AUTOMATIC1111 / stable-diffusion-webui

Stable Diffusion web UI

Geek Repo:Geek Repo

Github PK Tool:Github PK Tool

[Feature Request]: Dynamic colors range fix at high cfg scale through latent thresholding at every step

Ehplodor opened this issue · comments

Is there an existing issue for this?

  • I have searched the existing issues and checked the recent builds/commits

What would your feature do ?

prevent burning / "pop art" style for images generated with high cfg scale via "latent dynamic thresholding"

Proposed workflow

  1. Go to txt2img or img2img
  2. activate latent fix (checkbox in img2img / txt2img tab ? settings ?)
  3. generate the image with high cfg scale

Additional information

inspired by https://github.com/Birch-san/stable-diffusion/blob/0e1aa752a96aa6cab07c81449acce605743bf9b6/scripts/txt2img.ipynb

corresponding tweet : https://twitter.com/Birchlabs/status/1582165379832348672

If it works as well as it appears, then I'd make it the default and add a settings page option to restore the old behavior for legacy generations. This would mean some users will be confused why their old renders changed, but checking the settings will explain the situation.

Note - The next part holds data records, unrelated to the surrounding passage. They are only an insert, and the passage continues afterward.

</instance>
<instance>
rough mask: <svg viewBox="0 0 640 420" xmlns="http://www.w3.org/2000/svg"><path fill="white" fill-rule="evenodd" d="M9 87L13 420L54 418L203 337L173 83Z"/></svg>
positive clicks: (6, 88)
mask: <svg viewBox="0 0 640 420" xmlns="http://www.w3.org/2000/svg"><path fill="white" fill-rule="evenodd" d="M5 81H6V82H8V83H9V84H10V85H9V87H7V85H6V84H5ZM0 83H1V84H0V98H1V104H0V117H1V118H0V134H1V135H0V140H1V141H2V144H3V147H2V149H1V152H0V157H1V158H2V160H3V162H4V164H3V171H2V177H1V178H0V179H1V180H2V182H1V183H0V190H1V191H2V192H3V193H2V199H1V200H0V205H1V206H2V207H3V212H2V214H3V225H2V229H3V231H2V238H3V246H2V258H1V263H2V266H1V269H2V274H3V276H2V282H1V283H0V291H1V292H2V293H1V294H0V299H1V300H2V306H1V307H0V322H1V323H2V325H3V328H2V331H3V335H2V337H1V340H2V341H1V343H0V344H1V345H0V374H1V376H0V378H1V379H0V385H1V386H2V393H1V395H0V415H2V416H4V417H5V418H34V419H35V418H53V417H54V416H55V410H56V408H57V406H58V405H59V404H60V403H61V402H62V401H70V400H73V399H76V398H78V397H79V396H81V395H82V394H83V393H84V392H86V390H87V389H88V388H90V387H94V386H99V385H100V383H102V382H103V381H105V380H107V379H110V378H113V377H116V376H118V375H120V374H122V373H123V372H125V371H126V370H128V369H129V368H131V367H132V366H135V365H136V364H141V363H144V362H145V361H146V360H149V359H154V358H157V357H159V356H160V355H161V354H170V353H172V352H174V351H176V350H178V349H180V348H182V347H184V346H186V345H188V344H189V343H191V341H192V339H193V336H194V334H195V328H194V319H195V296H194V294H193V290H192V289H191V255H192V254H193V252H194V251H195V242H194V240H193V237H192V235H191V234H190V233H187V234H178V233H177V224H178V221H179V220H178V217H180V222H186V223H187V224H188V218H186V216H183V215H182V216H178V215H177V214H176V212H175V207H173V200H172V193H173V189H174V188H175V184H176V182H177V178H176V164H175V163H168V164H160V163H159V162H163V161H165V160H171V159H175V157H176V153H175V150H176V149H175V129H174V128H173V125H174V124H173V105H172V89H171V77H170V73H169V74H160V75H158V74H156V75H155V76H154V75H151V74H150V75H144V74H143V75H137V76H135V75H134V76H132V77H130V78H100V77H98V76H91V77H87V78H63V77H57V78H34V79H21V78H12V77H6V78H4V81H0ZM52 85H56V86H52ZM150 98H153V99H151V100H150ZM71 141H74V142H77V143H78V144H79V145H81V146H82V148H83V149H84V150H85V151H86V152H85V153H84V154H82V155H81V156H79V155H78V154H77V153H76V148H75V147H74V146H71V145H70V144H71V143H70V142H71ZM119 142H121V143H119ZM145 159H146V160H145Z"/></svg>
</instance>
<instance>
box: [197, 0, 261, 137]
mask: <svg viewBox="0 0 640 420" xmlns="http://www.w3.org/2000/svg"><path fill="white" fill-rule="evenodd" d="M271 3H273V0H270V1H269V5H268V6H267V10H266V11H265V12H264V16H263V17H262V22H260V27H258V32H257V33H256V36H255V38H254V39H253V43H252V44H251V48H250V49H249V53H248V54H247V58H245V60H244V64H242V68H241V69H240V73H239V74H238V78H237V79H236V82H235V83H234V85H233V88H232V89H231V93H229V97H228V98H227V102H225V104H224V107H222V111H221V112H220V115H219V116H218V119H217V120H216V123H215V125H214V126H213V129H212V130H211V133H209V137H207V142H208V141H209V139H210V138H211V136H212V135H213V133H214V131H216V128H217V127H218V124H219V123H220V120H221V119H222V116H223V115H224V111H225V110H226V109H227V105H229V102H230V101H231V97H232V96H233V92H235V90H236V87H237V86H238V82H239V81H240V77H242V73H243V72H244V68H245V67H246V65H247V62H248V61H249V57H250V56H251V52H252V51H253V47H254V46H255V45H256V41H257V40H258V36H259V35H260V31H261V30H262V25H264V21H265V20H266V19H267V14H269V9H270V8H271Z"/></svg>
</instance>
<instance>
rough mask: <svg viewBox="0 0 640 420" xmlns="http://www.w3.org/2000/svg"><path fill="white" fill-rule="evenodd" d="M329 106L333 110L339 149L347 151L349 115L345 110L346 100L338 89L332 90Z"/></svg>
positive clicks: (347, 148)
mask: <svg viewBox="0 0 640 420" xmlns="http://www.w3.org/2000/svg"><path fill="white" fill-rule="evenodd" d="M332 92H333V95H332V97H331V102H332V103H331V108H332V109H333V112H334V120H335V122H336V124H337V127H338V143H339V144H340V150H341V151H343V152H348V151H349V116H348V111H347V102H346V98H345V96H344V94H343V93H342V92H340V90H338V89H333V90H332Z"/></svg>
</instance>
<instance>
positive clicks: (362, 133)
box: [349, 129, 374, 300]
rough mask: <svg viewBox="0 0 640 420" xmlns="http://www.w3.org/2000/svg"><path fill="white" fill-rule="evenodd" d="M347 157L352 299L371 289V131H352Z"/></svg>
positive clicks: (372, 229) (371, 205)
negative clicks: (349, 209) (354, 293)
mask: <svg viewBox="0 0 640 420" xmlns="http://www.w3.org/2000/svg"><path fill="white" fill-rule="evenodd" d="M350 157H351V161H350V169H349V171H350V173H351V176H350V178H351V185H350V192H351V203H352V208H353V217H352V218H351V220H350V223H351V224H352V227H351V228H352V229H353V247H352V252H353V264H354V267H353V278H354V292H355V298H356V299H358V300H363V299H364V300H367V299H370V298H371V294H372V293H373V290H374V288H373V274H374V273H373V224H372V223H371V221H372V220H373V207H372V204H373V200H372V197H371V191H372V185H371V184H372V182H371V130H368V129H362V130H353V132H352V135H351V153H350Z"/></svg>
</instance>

I could see a case for keeping the current behavior if there's already a config.json file. That preserves old renders, but users won't get the benefits of the fix until they notice the option and try turning it on.

I made an extension for this, based on the work in the PR from dtan3847 (PR was closed because Auto said it should be an extension, that user didn't port to extension because life took hold and they couldn't focus on coding anymore)

https://github.com/mcmonkeyprojects/sd-dynamic-thresholding

cc @ClashSAN to request you add Dynamic Thresholding (CFG Scale Fix) to the extension list.
Description can be something like: Adds customizable dynamic thresholding to allow high CFG Scale values without the burning / 'pop art' effect.

Has sample images and more info in the readme.